Projects now create local ownership—training waste pickers, supporting farmer-led forestry, or involving coastal families in mangrove care.
Can CSR replace government climate spending?
No, but it can complement it by building pilot models, funding innovation, and enabling public–private partnerships for large-scale replication.
What is the biggest risk in current CSR environmental projects?
Greenwashing, where companies spend but don’t verify impact, leading to plantation failures, low transparency, and misleading sustainability claims.
Why are biodiversity projects gaining importance in CSR?
Because climate action without biodiversity restoration cannot sustain ecosystems, food systems, or long-term carbon balance.
How does Infosys integrate carbon neutrality with biodiversity?

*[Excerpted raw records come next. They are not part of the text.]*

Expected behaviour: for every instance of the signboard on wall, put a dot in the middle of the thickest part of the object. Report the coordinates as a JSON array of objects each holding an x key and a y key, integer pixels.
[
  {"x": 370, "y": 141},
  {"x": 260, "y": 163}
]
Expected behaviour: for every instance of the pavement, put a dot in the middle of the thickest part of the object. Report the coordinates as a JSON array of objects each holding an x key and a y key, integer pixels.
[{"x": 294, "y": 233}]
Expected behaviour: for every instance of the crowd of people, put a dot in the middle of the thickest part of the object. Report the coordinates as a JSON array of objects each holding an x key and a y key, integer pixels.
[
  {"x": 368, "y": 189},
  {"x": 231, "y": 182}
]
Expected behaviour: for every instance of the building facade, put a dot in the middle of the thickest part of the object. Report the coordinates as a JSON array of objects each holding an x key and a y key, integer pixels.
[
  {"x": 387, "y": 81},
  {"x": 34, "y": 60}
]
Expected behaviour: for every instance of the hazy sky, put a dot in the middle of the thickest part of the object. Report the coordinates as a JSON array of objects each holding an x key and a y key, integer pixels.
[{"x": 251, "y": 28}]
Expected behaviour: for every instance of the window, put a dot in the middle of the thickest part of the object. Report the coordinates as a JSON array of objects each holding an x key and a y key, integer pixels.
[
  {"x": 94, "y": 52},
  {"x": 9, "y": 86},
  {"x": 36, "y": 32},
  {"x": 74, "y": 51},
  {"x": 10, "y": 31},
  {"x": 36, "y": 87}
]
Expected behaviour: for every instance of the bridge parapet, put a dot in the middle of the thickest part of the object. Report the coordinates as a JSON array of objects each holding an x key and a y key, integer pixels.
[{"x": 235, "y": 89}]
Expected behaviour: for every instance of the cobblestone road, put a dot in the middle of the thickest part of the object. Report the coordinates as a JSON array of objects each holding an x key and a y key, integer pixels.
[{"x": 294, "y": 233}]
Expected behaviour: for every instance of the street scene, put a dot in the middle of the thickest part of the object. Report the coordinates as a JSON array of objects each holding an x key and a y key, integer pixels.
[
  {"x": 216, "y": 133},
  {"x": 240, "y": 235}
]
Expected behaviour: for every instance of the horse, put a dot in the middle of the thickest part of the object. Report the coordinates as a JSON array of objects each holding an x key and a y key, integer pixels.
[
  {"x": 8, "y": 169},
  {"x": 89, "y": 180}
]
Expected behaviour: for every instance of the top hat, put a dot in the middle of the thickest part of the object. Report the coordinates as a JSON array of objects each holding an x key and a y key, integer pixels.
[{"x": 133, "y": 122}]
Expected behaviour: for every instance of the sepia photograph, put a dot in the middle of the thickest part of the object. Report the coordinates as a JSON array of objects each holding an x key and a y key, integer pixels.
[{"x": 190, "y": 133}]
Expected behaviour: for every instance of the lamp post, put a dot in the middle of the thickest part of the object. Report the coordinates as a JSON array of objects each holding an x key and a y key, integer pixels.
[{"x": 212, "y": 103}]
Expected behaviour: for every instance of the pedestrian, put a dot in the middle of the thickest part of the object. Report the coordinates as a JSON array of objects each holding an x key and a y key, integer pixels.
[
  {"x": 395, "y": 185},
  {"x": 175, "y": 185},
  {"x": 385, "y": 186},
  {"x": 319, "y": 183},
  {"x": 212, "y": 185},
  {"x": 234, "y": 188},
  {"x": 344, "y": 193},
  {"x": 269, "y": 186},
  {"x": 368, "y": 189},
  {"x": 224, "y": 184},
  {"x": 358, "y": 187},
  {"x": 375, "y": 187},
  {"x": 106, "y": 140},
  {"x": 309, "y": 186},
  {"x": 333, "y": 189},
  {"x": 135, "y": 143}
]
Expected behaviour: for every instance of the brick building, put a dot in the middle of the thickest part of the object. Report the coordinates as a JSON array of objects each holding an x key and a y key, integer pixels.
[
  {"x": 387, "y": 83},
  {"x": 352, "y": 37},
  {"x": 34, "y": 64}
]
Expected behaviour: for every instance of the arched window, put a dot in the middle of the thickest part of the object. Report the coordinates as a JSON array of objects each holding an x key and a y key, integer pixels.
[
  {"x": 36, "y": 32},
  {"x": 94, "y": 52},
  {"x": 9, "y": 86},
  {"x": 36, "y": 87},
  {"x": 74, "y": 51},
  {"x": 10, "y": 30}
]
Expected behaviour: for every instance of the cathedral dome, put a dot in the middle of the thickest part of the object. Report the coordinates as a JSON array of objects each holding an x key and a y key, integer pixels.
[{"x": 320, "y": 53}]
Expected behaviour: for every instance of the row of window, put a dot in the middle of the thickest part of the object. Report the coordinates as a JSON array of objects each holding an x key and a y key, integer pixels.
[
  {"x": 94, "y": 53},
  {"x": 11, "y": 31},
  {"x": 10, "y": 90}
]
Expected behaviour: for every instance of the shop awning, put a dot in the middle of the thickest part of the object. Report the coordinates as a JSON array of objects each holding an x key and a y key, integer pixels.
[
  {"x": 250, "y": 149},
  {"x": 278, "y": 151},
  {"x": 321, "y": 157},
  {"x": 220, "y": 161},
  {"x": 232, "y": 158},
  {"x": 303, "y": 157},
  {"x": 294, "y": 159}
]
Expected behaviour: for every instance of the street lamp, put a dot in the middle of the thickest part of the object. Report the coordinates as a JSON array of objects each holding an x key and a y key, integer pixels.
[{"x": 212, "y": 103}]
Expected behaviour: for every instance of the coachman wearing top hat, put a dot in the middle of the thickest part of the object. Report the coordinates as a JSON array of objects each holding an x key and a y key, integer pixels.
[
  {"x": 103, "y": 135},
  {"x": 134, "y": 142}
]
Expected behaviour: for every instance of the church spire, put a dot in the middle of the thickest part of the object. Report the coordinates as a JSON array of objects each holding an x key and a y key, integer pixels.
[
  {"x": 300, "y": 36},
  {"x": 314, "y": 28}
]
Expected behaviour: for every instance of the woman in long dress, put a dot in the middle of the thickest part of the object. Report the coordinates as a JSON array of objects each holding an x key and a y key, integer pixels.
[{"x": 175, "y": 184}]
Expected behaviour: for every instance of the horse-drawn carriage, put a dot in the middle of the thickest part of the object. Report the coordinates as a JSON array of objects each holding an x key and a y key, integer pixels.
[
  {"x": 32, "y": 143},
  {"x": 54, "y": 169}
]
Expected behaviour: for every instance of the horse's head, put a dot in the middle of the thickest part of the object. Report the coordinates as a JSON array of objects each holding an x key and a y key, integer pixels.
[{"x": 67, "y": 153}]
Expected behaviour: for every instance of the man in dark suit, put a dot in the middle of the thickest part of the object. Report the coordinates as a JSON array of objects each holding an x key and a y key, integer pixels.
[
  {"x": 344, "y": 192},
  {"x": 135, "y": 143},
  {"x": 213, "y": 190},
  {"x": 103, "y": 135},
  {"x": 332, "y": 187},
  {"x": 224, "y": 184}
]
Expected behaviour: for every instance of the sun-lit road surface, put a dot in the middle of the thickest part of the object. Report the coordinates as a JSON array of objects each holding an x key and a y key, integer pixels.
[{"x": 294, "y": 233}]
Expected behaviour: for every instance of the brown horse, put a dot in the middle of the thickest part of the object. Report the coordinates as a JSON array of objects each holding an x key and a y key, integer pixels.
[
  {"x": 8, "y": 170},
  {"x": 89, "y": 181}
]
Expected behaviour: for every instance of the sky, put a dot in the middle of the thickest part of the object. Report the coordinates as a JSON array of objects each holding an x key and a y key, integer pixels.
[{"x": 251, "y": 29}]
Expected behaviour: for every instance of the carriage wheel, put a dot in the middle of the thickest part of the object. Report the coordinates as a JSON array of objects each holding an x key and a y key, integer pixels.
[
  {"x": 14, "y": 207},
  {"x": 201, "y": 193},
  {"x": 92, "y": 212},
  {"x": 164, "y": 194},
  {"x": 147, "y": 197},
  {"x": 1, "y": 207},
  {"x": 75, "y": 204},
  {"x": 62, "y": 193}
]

By using renewable energy for emissions reduction while turning corporate campuses into functioning micro-ecosystems with native species.
How are companies measuring CSR outcomes today?
Through geotagging, satellite imagery, third-party audits, ESG dashboards, and SDG-linked reporting frameworks.
What is the future of CSR in India’s climate transition?
CSR will shift from isolated projects to district-level climate clusters, blended financing, verified carbon credits, and citizen-audited transparency.
From CSR Compliance to Climate Commitment
India’s environmental future won’t be transformed by policy alone. It will be shaped by the collective decisions of companies, communities, investors, and citizens who choose regeneration over extraction. The seven CSR projects highlighted in this feature prove that climate action is no longer an optional extension of business—it is a responsibility with measurable impact and shared benefits.
If you represent a company, invest in CSR that is science-backed, community-led, and transparently audited.
If you are a policy leader, integrate CSR data into district climate plans and national carbon strategies.
If you are a citizen, hold brands accountable ask where their CSR money goes and what it regenerates.
If you are a university, NGO, or research body, collaborate to build open, verifiable climate data systems.
The next decade will decide whether CSR becomes a catalyst for ecological repair or remains a checkbox on an annual balance sheet. The choice is not just economic, but generational.
The environment doesn’t need charity. It needs commitment, continuity, and courage.
The call is open. The action must follow.